El cambio en la circulación habilita la llegada de aire cálido desde latitudes bajas, lo que hará que las temperaturas trepen muy por encima de lo habitual para noviembre. En la región central se esperan marcas de 34 °C a 36 °C, mientras que el norte argentino volverá a quedar expuesto a un calor extremo, con provincias como Santiago del Estero, Chaco y Formosa alcanzando entre 40 °C y 44 °C, incluso valores más propios de enero que de la primavera avanzada. Para la próxima semana, modelos como el ECMWF profundizan este escenario, con máximas que podrían llegar a 38 °C a 40 °C en sectores del oeste de Buenos Aires, La Pampa, San Luis y Córdoba.
Sin embargo, el calor no es la única preocupación. El campo entra en la etapa más delicada de la campaña de soja y maíz, y todos los pronósticos coinciden en que avanza un episodio de La Niña, aunque de características débiles y de corta duración. El climatólogo Germán Heinzenknecht explicó que el enfriamiento del Pacífico Ecuatorial Central está "plenamente instalado" y afianzándose desde octubre, tal como ya lo había anticipado la Bolsa de Comercio de Rosario. Por ahora, ese enfriamiento no ha logrado acoplarse plenamente a la atmósfera, motivo por el cual no se observan impactos negativos directos sobre la circulación regional. Pero los modelos advierten que ese acoplamiento podría darse justo en un periodo clave.
De acuerdo con Heinzenknecht, el tramo de mayor riesgo se ubicará "entre la segunda parte de diciembre y la primera parte de enero", cuando podría aparecer un pulso seco, un recorte temporal en la oferta de lluvias. No se trataría de una sequía generalizada ni de gran intensidad, pero sí de un evento que puede generar tensiones en el desarrollo de los cultivos, especialmente porque coincide con el momento de mayor demanda hídrica y atmosférica.
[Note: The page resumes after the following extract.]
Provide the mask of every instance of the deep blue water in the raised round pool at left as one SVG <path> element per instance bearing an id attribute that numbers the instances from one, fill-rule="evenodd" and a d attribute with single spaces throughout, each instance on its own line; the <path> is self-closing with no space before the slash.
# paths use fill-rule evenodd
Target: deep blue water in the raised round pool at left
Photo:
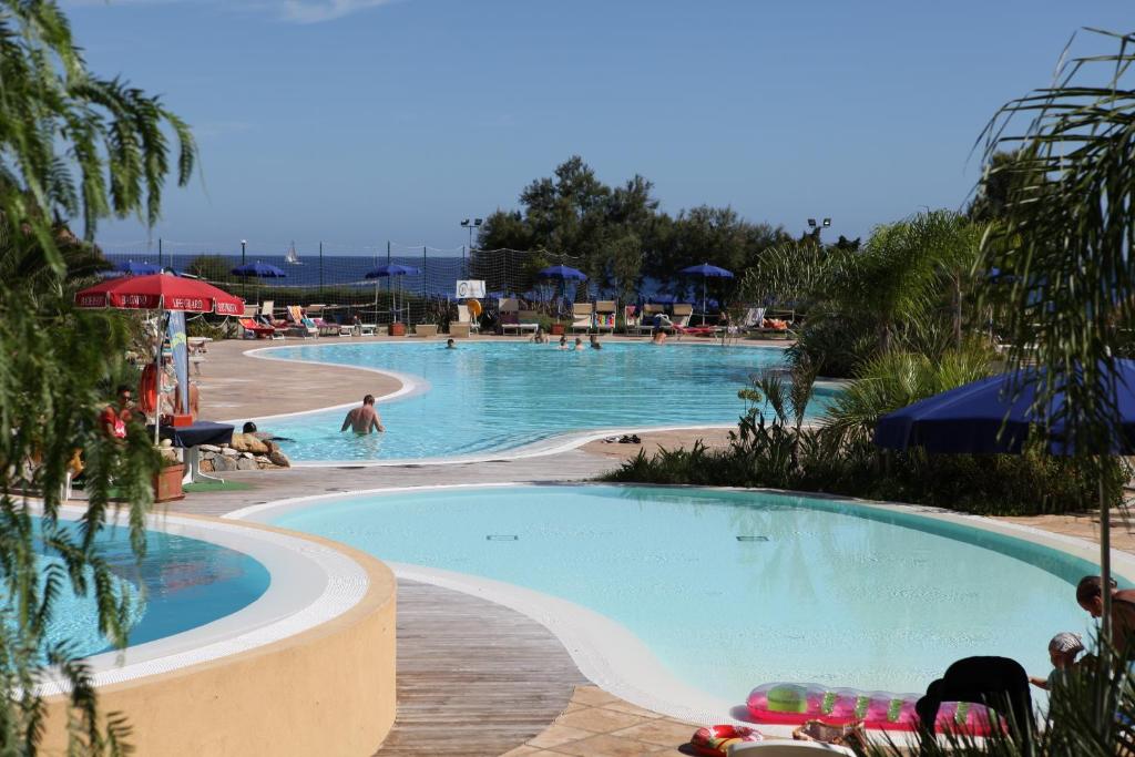
<path id="1" fill-rule="evenodd" d="M 107 532 L 99 541 L 118 590 L 134 598 L 132 646 L 235 613 L 255 602 L 271 580 L 253 557 L 200 539 L 148 531 L 141 565 L 125 529 Z M 51 556 L 41 560 L 58 562 Z M 68 641 L 84 657 L 110 649 L 99 632 L 94 598 L 76 595 L 69 584 L 56 605 L 47 640 Z"/>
Afortunadamente, según el experto, la señal oceánica sería "breve y débil", dos factores que juegan a favor de la estabilidad regional. Aun así, advierte que no se puede descartar un período con precipitaciones disminuidas, similar a lo observado en la campaña pasada.
Noviembre, en cambio, termina con lluvias razonables en buena parte de la región agrícola, lo que permite encarar diciembre con una base de humedad relativamente favorable. Pero el calor extremo que domina estos días acelera la tasa de evaporación y aumenta la presión sobre los suelos, especialmente en zonas que todavía se recuperan de excesos recientes, como el centro-oeste bonaerense, donde persisten áreas con anegamientos. La transición desde el exceso hídrico hacia posibles faltantes breves genera un escenario de alta sensibilidad para la producción.
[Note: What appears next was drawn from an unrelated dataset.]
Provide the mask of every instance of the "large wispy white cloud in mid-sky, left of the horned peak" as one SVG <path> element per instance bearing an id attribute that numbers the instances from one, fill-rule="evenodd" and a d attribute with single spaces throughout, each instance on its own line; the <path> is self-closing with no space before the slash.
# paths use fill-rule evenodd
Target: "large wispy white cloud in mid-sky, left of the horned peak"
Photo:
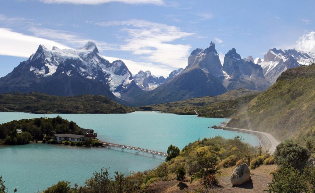
<path id="1" fill-rule="evenodd" d="M 139 55 L 146 62 L 159 63 L 178 69 L 186 66 L 191 45 L 171 44 L 176 39 L 191 36 L 194 33 L 183 32 L 179 27 L 168 26 L 145 20 L 92 22 L 95 25 L 125 26 L 121 32 L 124 44 L 119 46 L 121 51 L 129 51 Z"/>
La posible llegada de un frente frío hacia fines de la próxima semana podría traer un alivio térmico, algunas lluvias dispersas y un cambio en la circulación, pero todavía falta para confirmar su intensidad. Por ahora, lo dominante será el calor sostenido, la estabilidad atmosférica y la presencia persistente de aire seco en gran parte del país. Al calor extremo inmediato se le suma una señal climática que obliga al sector a seguir de cerca la evolución: un final de año con incertidumbre y semanas que pueden ser determinantes para el resultado de la campaña 2025/26.